O problema faz-se sentir tanto nas economias avançados como nas economias emergentes. De acordo com os cálculos do FMI, o crescimento potencial nas economias avançadas (onde Portugal está incluído) será de 1,6% ao ano entre 2015 e 2020. Este valor representa uma ligeira melhoria face ao registado entre 2008 e 2014, anos de crise económica na Europa e nos EUA. Mas será consideravelmente mais baixo dos que os 2,25% ao ano de crescimento potencial que se verificava antes da crise financeira internacional.

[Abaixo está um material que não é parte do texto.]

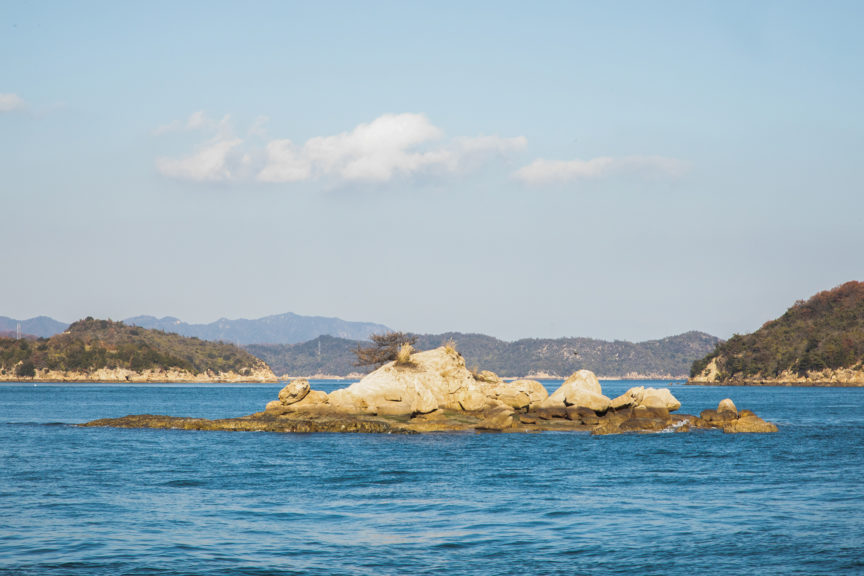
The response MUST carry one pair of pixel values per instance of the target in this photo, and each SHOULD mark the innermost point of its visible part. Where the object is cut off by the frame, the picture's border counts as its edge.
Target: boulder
(660, 398)
(518, 394)
(586, 399)
(580, 389)
(472, 400)
(487, 376)
(313, 400)
(584, 415)
(726, 405)
(649, 397)
(630, 399)
(497, 417)
(436, 379)
(295, 391)
(583, 379)
(275, 406)
(748, 422)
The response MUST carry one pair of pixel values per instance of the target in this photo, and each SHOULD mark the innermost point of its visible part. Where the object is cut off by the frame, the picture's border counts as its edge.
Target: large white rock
(435, 379)
(579, 383)
(660, 398)
(726, 405)
(648, 397)
(295, 391)
(580, 398)
(517, 394)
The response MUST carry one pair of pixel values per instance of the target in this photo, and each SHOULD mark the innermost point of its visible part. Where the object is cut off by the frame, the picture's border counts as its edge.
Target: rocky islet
(435, 392)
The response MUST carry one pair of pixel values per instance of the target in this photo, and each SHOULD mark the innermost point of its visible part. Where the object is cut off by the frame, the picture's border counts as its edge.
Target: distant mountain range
(664, 358)
(306, 345)
(817, 342)
(278, 329)
(40, 326)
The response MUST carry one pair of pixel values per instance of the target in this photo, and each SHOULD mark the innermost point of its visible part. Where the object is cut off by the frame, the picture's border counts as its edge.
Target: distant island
(104, 351)
(288, 328)
(666, 358)
(316, 346)
(819, 342)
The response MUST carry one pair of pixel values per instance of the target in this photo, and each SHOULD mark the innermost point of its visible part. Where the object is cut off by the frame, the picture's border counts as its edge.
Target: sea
(103, 501)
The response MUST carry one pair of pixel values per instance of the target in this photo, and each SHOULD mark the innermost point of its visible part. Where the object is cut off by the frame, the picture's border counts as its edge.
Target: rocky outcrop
(730, 420)
(580, 390)
(434, 392)
(518, 394)
(648, 397)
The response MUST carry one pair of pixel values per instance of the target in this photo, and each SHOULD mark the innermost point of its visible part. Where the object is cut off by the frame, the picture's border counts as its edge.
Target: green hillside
(825, 332)
(90, 345)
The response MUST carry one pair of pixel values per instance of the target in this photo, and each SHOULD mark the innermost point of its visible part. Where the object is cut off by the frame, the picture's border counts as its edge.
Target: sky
(617, 170)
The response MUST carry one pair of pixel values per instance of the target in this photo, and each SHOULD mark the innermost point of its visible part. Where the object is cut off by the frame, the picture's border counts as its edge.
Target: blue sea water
(93, 501)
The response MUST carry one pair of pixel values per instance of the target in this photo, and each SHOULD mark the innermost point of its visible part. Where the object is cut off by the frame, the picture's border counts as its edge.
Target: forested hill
(818, 341)
(667, 357)
(122, 352)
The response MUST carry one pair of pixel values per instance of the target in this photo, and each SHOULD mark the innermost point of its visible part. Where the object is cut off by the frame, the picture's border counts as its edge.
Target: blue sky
(617, 170)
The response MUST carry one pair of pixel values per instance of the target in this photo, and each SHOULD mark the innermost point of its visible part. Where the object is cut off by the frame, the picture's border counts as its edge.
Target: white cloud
(210, 163)
(553, 171)
(11, 102)
(389, 147)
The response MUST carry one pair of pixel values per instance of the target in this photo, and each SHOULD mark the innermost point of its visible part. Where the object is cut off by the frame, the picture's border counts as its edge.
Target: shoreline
(769, 383)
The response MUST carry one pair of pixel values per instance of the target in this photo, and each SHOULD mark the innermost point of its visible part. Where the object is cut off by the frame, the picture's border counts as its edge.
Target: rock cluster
(434, 391)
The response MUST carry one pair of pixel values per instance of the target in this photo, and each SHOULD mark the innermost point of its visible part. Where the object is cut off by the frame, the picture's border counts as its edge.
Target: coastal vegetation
(89, 345)
(820, 336)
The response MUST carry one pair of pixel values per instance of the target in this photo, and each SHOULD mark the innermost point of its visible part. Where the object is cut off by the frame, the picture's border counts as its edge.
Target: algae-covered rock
(295, 391)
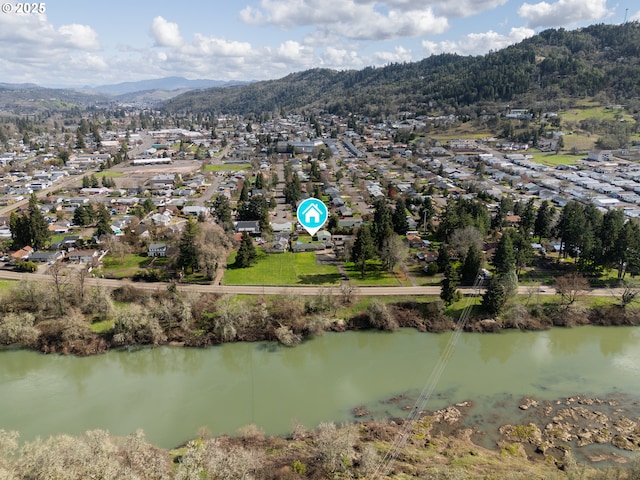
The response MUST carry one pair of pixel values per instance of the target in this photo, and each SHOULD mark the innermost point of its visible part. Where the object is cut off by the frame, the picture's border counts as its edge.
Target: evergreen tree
(399, 219)
(544, 220)
(449, 285)
(103, 225)
(259, 181)
(247, 254)
(523, 251)
(427, 212)
(363, 248)
(495, 296)
(473, 262)
(382, 223)
(187, 255)
(528, 217)
(292, 190)
(80, 140)
(20, 231)
(244, 193)
(257, 208)
(83, 215)
(504, 257)
(222, 209)
(148, 205)
(38, 227)
(444, 258)
(314, 174)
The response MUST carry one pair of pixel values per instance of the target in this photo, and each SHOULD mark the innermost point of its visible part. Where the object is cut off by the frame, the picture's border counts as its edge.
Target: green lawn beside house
(282, 269)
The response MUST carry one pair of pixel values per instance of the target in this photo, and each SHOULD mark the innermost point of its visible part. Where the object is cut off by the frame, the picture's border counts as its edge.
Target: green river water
(172, 392)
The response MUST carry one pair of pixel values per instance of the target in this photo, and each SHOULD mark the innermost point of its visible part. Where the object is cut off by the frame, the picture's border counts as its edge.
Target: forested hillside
(598, 60)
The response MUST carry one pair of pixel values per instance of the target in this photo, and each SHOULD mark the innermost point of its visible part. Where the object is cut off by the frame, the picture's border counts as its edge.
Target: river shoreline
(403, 315)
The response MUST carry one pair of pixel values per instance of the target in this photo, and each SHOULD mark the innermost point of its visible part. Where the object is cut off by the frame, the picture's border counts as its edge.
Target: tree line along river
(171, 393)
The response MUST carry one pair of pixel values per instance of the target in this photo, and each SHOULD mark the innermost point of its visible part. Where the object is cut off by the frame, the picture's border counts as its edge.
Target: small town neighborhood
(248, 178)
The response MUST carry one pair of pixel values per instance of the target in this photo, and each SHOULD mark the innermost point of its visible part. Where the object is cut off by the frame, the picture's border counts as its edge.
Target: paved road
(291, 290)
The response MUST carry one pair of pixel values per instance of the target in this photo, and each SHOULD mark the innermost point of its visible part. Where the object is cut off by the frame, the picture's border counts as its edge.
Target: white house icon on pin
(311, 215)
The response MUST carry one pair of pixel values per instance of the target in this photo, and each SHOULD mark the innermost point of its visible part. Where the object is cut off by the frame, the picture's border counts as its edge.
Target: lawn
(227, 168)
(601, 113)
(551, 159)
(374, 275)
(110, 174)
(125, 268)
(582, 143)
(282, 269)
(7, 284)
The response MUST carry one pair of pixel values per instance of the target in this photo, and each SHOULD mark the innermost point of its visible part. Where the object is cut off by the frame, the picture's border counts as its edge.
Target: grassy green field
(552, 160)
(599, 112)
(109, 174)
(282, 269)
(375, 275)
(581, 142)
(7, 284)
(227, 168)
(130, 264)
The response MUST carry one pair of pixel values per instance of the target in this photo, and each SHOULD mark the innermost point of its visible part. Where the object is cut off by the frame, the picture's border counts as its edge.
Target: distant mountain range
(165, 84)
(31, 98)
(552, 66)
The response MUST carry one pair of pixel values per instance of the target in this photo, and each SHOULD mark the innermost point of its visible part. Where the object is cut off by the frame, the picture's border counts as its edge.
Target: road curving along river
(171, 393)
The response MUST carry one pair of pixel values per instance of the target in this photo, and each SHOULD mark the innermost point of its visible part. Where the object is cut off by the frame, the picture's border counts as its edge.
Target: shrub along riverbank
(438, 446)
(85, 321)
(71, 318)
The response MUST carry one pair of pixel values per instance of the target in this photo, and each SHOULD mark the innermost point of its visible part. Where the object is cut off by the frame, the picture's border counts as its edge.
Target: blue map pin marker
(312, 215)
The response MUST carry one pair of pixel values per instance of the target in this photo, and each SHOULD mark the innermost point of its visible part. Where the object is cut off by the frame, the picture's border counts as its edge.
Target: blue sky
(76, 42)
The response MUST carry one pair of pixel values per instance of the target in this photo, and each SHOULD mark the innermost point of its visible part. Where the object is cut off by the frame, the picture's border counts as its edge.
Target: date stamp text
(24, 8)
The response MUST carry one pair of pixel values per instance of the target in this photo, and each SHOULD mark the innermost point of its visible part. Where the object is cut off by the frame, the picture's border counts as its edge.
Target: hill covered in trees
(598, 60)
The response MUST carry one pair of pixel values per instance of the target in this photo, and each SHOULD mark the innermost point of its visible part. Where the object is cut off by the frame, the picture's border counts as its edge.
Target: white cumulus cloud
(478, 43)
(79, 36)
(563, 12)
(166, 34)
(354, 19)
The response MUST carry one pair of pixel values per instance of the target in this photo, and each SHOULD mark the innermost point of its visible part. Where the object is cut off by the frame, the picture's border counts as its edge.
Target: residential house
(252, 227)
(47, 257)
(195, 210)
(323, 236)
(84, 256)
(157, 250)
(22, 254)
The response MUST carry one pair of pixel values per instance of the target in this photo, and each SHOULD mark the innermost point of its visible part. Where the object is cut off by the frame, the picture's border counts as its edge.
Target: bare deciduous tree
(571, 286)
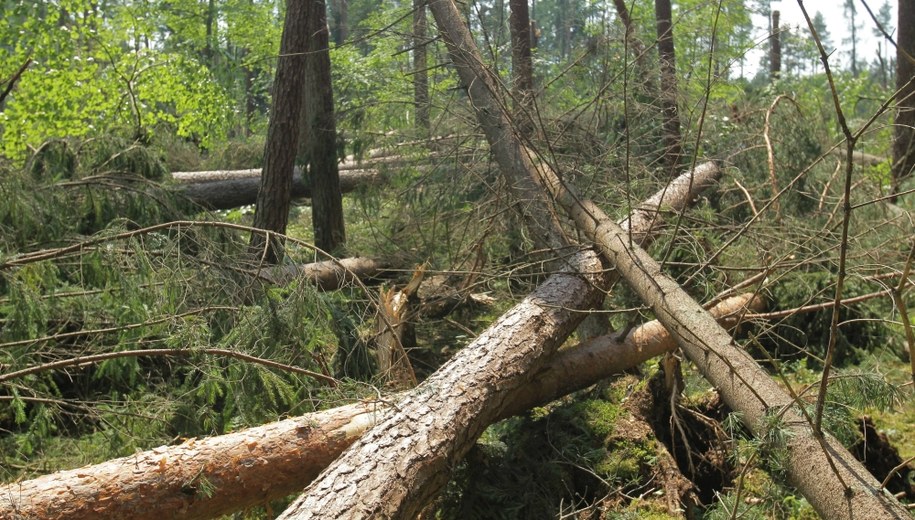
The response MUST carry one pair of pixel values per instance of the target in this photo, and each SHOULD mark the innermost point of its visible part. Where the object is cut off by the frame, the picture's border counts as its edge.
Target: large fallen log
(205, 478)
(239, 187)
(394, 469)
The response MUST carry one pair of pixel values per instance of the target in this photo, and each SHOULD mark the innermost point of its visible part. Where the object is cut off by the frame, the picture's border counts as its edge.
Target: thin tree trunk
(421, 98)
(272, 209)
(341, 21)
(904, 128)
(835, 484)
(400, 464)
(636, 46)
(318, 143)
(238, 189)
(205, 478)
(775, 48)
(670, 116)
(519, 23)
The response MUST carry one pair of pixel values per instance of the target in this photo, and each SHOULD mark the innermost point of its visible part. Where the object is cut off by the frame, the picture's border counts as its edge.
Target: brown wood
(239, 187)
(670, 114)
(272, 206)
(775, 48)
(318, 134)
(421, 98)
(252, 466)
(904, 126)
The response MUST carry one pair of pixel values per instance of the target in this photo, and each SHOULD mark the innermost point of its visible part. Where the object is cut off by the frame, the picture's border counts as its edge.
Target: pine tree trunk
(670, 115)
(904, 129)
(238, 189)
(637, 48)
(421, 98)
(775, 48)
(272, 209)
(519, 23)
(205, 478)
(318, 144)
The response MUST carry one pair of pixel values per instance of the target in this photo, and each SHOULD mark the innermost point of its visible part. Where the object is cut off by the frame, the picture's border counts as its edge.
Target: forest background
(133, 312)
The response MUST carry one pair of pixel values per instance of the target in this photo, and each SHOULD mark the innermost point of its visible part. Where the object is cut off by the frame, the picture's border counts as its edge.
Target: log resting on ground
(204, 478)
(398, 466)
(240, 189)
(328, 275)
(835, 484)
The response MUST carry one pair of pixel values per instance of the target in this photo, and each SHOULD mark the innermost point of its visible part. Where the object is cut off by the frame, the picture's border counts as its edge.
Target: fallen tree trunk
(823, 471)
(239, 188)
(328, 275)
(834, 483)
(209, 477)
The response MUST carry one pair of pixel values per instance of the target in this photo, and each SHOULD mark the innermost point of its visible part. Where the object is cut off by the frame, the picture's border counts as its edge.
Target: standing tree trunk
(341, 21)
(519, 23)
(420, 69)
(670, 126)
(318, 145)
(272, 208)
(775, 49)
(904, 138)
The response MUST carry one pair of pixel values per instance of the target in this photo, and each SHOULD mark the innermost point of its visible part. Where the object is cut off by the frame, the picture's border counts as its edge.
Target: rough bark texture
(329, 275)
(670, 115)
(420, 68)
(401, 463)
(484, 89)
(250, 467)
(904, 138)
(742, 383)
(198, 478)
(519, 23)
(318, 143)
(238, 188)
(775, 48)
(569, 370)
(636, 45)
(272, 209)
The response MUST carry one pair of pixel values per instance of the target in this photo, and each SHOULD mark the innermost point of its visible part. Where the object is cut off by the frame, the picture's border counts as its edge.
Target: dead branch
(204, 478)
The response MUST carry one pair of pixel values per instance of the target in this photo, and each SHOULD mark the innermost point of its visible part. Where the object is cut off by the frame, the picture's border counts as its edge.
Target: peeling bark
(820, 467)
(836, 485)
(328, 275)
(253, 466)
(239, 189)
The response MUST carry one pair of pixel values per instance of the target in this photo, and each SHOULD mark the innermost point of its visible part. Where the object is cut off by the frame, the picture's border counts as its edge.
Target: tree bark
(328, 275)
(252, 466)
(396, 468)
(834, 483)
(420, 68)
(904, 127)
(519, 23)
(237, 188)
(318, 143)
(670, 116)
(775, 48)
(272, 207)
(341, 21)
(635, 44)
(483, 88)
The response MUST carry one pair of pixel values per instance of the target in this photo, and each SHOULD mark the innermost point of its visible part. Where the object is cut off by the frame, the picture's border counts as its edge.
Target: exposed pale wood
(328, 274)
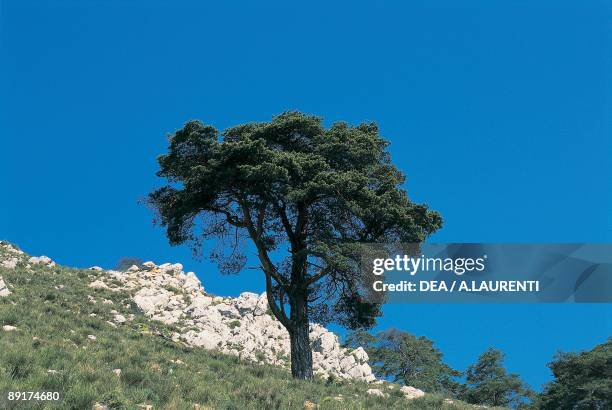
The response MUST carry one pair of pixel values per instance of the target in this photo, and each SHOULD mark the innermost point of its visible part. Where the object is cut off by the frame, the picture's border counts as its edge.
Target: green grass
(53, 326)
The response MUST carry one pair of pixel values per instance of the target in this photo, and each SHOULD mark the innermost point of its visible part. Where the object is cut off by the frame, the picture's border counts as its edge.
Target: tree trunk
(301, 354)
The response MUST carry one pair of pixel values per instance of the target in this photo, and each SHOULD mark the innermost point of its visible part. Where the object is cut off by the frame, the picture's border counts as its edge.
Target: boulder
(4, 290)
(411, 392)
(41, 260)
(376, 392)
(98, 284)
(10, 263)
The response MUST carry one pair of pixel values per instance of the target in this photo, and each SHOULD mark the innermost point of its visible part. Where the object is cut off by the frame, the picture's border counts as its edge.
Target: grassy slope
(53, 327)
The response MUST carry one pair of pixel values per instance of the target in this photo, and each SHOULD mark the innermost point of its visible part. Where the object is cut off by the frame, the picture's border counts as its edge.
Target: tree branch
(278, 313)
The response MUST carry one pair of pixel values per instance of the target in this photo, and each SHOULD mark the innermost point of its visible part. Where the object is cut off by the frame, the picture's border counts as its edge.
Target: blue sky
(498, 112)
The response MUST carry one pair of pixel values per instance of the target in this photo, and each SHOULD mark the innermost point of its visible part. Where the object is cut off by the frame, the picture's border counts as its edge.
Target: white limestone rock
(10, 263)
(377, 393)
(41, 260)
(98, 284)
(411, 392)
(4, 290)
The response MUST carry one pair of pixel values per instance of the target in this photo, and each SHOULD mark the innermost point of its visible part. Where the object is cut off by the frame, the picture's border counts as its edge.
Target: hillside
(150, 337)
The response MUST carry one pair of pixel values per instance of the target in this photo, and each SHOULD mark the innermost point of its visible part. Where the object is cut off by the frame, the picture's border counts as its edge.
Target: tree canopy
(582, 380)
(304, 195)
(488, 383)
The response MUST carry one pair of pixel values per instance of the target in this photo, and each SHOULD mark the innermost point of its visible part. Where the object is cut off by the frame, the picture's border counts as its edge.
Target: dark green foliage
(487, 382)
(305, 196)
(582, 380)
(407, 359)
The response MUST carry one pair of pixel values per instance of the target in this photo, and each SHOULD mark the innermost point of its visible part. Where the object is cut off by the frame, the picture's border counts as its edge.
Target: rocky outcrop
(241, 326)
(4, 290)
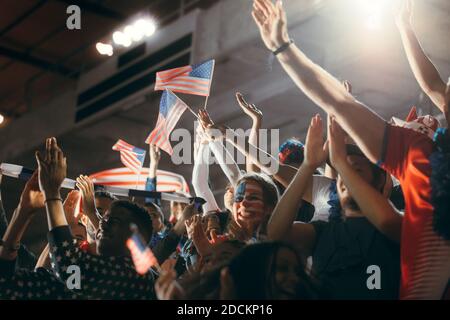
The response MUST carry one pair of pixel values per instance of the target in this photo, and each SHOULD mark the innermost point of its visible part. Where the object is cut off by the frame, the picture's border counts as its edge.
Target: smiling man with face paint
(255, 198)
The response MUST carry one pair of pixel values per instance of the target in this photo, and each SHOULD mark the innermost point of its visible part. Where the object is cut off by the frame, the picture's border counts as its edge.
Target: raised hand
(316, 151)
(52, 169)
(212, 130)
(348, 86)
(272, 23)
(338, 152)
(86, 186)
(155, 153)
(188, 212)
(70, 207)
(32, 198)
(405, 14)
(250, 109)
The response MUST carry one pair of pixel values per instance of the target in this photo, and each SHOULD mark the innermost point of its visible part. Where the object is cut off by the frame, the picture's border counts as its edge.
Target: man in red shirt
(425, 256)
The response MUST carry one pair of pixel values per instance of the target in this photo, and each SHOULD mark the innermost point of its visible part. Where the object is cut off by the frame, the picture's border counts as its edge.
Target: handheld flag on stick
(195, 79)
(170, 110)
(131, 157)
(22, 173)
(142, 255)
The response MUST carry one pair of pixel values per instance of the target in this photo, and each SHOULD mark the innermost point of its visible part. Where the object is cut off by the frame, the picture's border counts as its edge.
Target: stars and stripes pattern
(125, 178)
(195, 79)
(131, 156)
(170, 110)
(142, 255)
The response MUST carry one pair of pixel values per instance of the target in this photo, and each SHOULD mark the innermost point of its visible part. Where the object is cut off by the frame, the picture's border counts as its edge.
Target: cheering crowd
(361, 214)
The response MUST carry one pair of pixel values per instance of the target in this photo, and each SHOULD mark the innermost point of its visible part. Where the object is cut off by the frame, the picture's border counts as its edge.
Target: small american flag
(142, 255)
(125, 178)
(195, 79)
(170, 110)
(131, 157)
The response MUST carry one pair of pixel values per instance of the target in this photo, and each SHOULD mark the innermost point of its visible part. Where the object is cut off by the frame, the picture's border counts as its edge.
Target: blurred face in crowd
(157, 223)
(102, 204)
(249, 208)
(211, 223)
(176, 210)
(286, 275)
(228, 197)
(222, 253)
(113, 232)
(365, 169)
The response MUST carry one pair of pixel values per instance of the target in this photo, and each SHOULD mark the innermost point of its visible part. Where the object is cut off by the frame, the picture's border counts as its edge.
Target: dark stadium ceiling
(40, 57)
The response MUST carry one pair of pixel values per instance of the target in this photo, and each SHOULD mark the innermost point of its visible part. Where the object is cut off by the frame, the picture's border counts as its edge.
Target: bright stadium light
(146, 26)
(119, 38)
(133, 33)
(372, 12)
(374, 21)
(104, 49)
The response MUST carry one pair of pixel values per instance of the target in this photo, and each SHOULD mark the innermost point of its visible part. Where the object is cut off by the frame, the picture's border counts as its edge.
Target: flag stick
(209, 91)
(192, 111)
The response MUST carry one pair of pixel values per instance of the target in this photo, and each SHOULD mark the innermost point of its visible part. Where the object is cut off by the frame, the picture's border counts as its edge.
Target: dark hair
(139, 216)
(253, 271)
(440, 183)
(105, 194)
(291, 152)
(157, 208)
(270, 190)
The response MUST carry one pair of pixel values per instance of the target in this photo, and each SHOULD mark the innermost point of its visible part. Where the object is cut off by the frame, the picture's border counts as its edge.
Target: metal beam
(96, 9)
(37, 62)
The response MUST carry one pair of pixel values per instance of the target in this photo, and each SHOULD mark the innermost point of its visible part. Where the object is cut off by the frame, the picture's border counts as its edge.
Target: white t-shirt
(320, 197)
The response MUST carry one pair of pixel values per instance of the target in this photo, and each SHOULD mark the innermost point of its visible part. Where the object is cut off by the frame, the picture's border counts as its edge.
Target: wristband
(283, 47)
(52, 199)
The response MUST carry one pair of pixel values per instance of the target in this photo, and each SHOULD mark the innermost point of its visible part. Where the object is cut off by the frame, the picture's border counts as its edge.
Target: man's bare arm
(363, 125)
(425, 72)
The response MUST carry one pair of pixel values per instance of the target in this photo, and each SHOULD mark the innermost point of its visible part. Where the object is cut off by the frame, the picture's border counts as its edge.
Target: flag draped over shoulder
(195, 79)
(131, 156)
(170, 110)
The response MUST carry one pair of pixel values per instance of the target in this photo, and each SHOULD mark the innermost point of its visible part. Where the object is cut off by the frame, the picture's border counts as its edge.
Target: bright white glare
(133, 33)
(119, 38)
(373, 12)
(104, 49)
(374, 22)
(146, 26)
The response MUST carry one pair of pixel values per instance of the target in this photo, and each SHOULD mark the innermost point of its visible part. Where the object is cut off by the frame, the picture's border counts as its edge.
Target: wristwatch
(283, 47)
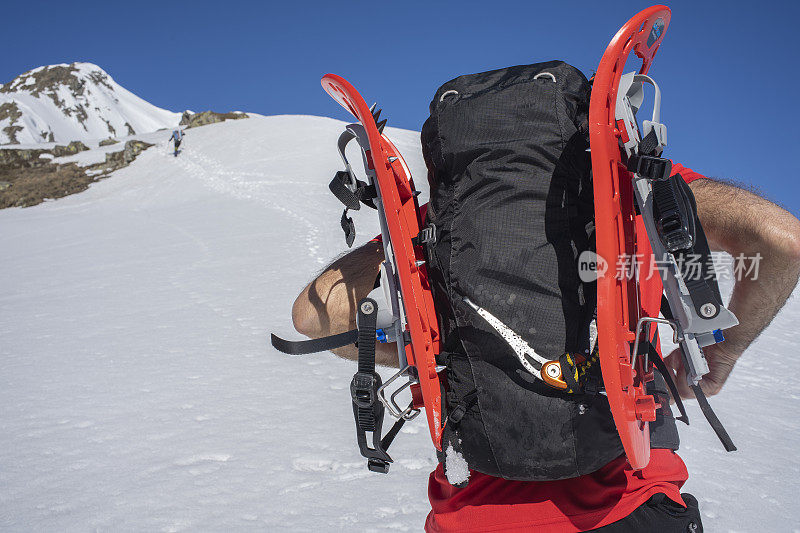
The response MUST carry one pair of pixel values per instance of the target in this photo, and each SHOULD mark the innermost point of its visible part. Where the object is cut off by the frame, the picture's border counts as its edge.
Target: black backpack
(512, 204)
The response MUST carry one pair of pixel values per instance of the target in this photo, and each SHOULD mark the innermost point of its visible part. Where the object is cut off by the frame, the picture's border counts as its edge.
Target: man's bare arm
(745, 225)
(327, 306)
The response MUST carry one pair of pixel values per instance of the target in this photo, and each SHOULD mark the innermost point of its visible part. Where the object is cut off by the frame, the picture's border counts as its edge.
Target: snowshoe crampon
(643, 217)
(409, 296)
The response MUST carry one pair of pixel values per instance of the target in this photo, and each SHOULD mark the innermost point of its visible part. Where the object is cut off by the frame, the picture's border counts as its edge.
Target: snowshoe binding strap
(368, 411)
(321, 344)
(349, 190)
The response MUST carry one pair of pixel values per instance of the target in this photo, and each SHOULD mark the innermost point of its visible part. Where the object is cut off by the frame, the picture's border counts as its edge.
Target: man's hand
(744, 225)
(327, 306)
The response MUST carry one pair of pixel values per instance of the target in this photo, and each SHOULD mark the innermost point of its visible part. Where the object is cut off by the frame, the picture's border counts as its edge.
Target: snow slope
(79, 101)
(139, 391)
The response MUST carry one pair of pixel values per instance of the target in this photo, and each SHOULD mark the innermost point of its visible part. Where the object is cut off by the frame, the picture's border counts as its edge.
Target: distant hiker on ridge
(177, 137)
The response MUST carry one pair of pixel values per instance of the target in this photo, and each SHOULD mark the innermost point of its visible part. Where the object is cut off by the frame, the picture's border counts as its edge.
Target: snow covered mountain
(139, 391)
(79, 101)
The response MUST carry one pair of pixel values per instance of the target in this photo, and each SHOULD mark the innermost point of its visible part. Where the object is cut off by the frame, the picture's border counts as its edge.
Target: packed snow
(139, 390)
(84, 104)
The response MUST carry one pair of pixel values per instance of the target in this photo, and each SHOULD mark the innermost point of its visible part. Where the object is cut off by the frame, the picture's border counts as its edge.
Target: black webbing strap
(367, 408)
(649, 143)
(667, 375)
(342, 192)
(364, 194)
(702, 401)
(349, 229)
(315, 345)
(716, 425)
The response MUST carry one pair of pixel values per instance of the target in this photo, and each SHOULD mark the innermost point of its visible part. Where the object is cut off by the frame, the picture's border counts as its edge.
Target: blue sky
(728, 75)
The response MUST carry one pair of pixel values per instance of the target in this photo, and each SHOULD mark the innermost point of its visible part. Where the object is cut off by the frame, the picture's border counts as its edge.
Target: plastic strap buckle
(650, 167)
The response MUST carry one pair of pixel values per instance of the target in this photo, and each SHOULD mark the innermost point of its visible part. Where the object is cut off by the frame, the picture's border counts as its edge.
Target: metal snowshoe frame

Nas economias emergentes, que até conseguiram resistir melhor nos anos imediatamente a seguir à crise financeira, o cenário é igualmente preocupante. Entre 2008 e 2014, o crescimento potencial estava em 6,5%, mas para os cinco anos seguintes baixa para 5,2%.

Para contrariar esta tendência, o Fundo volta a fazer um apelo a uma alteração de políticas económicas. Nas economias avançadas pede mais investimento em infra-estruturas, para melhorar no curto prazo as condições da procura e incentivar mais investimento do sector privado que faça subir o potencial de crescimento. Nas economias emergentes são especialmente recomendadas reformas estruturais e mais investimento em educação.